It’s Got To Be Real

From getting it really wrong, to getting it kind of right, Stuart Lang assesses how the credibility of brands can be in the balance when they adopt movements for equality and empowerment as part of their promotional activities. This extract from Varoom 38 introduces his article.

Once upon a time, brands could measure results in terms of sales and awareness. But not anymore. Today, a brand is defined by how it makes people feel and what they associate with it. How consumers feel about a brand at any given time establishes that brands’ reputation and builds relationships.

Consumers want brands with a clear purpose. Global spending on ‘responsible consumption’ products is now $400 billion. Millennials, more than other generations, are driven by doing good – and actively seek out brands that align with their ideals.

Rogue Matilda charity campaign Expres-Shoe-Nism. Shoes illustrated by various illustrators

Other brands might not be quite as strong or provide as compelling a reason for people to believe in them. And so they have to work harder to give people those reasons, to change perceptions, or to surprise and delight. The obvious way to do this is to spend their way out – with a big ad campaign, through brand sponsorship, or engaging high profile ambassadors.
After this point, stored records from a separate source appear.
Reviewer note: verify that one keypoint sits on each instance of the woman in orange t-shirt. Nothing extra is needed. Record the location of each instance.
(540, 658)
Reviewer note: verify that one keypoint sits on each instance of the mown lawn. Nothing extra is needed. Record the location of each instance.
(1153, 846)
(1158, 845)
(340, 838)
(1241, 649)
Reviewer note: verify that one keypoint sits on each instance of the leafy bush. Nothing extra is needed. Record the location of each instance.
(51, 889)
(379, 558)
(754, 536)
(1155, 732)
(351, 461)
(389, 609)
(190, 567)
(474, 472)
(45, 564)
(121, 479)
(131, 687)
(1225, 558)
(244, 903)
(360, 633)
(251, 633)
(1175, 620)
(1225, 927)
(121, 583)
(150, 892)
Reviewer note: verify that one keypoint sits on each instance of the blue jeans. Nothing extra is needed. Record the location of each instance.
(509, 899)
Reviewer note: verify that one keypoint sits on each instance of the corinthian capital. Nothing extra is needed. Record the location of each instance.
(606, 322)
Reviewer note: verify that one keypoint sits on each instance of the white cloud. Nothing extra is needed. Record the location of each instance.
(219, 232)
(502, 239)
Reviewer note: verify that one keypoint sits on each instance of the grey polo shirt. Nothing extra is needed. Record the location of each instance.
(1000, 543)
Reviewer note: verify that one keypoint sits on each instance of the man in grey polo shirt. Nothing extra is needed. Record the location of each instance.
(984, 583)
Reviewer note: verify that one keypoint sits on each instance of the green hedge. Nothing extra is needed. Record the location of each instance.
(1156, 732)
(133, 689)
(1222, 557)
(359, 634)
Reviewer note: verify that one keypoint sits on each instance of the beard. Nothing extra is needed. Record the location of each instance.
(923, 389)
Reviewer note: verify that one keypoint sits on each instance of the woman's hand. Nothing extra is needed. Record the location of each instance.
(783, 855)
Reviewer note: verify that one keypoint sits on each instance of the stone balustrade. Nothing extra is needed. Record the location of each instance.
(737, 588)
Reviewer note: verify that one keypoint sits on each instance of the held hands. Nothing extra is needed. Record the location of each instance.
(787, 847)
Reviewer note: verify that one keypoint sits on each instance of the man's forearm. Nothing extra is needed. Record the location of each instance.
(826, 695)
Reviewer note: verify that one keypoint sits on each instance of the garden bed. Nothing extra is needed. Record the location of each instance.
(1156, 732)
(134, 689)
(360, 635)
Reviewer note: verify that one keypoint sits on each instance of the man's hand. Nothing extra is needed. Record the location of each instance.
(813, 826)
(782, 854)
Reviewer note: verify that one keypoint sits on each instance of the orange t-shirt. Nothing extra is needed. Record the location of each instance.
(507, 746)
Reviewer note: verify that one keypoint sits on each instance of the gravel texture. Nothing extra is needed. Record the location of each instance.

But there is another method – to capture the zeitgeist by supporting high profile movements in order to position themselves in a more positive light to their various audiences.

Cultural and political movements like Black Lives Matter, #MeToo, Pride and International Women’s Day are hugely important initiatives that whole swathes of people support, not only because they mean lot to them on a personal level, but because they want to shape, change and build awareness globally. Brands are acutely aware how many people support these causes because they exist in the same hyper-connected era that we all do. They can’t be seen to be doing nothing when a certain cause captures their customers’ hearts and minds. But on the flip side, they can’t afford to get it wrong with a poorly executed campaign, a misplaced idea, or by being too late to the party.